En efecto, cuando no estaban haciendo retroceder a los alemanes, los soldados sobrevivientes dedicaban las jornadas posteriores a la victoria a hacer lo mismo que el reportero: a contar. Quizá intuían que las palabras que se pusieran en papel en ese momento no iban dirigidas solo a familiares o amigos, ni siquiera a los millones de lectores que esperaban las historias de Pyle al otro lado del Atlántico. Durante esos días, todos en Normandía, incluso los que no llegaban a registrar una línea sobre el papel, escribían para la historia.
Programar el recuerdo
La operación Overlord, el nombre clave otorgado por los aliados al Desembarco de Normandía es uno de esos contados casos en los que un día previsto para ser recordado cumple con su objetivo.
Para el historiador Juan Carlos Eastman, más allá del despliegue táctico de la operación que aún es considerada el mayor ataque anfibio de la historia, la principal virtud de Normandía es que sus ejecutores, Reino Unido y Estados Unidos, apoyados por fuerzas de otros doce países, “estaban convencidos de que iban a ganar”.

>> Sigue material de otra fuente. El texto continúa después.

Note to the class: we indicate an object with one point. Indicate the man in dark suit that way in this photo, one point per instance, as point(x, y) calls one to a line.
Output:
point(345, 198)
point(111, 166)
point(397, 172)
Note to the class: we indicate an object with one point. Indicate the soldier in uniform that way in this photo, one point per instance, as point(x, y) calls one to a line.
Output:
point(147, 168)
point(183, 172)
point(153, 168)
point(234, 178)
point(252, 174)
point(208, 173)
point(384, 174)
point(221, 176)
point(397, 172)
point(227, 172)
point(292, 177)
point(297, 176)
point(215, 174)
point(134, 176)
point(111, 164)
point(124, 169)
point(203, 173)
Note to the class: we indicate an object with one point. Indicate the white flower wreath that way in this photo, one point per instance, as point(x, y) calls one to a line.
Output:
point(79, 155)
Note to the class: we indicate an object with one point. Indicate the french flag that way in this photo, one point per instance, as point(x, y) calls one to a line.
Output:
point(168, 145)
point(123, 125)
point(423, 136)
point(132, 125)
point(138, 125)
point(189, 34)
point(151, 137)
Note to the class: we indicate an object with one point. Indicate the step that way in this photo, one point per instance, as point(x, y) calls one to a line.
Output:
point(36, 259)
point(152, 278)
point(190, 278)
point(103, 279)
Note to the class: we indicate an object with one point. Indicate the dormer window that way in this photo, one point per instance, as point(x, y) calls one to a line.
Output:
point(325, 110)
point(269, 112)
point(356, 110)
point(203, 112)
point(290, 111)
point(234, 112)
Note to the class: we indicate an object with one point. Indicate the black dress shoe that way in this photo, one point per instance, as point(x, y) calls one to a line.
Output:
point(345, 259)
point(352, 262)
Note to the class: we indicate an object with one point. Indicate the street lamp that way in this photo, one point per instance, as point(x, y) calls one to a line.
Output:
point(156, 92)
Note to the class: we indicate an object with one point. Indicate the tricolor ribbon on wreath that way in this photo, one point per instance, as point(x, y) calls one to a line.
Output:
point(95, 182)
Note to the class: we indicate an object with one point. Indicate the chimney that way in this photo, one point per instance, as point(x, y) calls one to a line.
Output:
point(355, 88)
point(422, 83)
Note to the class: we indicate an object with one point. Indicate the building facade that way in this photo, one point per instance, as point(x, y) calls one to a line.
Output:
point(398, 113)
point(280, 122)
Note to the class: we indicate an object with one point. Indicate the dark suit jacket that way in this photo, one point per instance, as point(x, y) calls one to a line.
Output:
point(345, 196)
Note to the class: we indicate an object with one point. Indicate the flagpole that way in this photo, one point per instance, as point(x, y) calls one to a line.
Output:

Pero ni esa certeza fue suficiente para evitar que el comandante de las fuerzas de Estados Unidos y futuro presidente, Dwight D. Eisenhower, preparara un discurso por si el objetivo de tomar la costa norte de la Francia ocupada por los nazis y emprender por tierra la guerra hacia Berlín fracasaba.
Pese a su nombre casi definitivo, el llamado Día D estaba lleno de incertidumbres. De hecho, se llevó a cabo un día después de la fecha en la que había sido programado, el 6 de junio.
La victoria dependía de numerosos azares, como el clima, el abastecimiento de combustible, e incluso las señales de alerta a la resistencia francesa 45 minutos antes del inicio de la operación, ocultas tras un poema de Verlaine transmitido por telégrafo: “Los largos sollozos de los violines del otoño hieren mi corazón con monótona languidez”.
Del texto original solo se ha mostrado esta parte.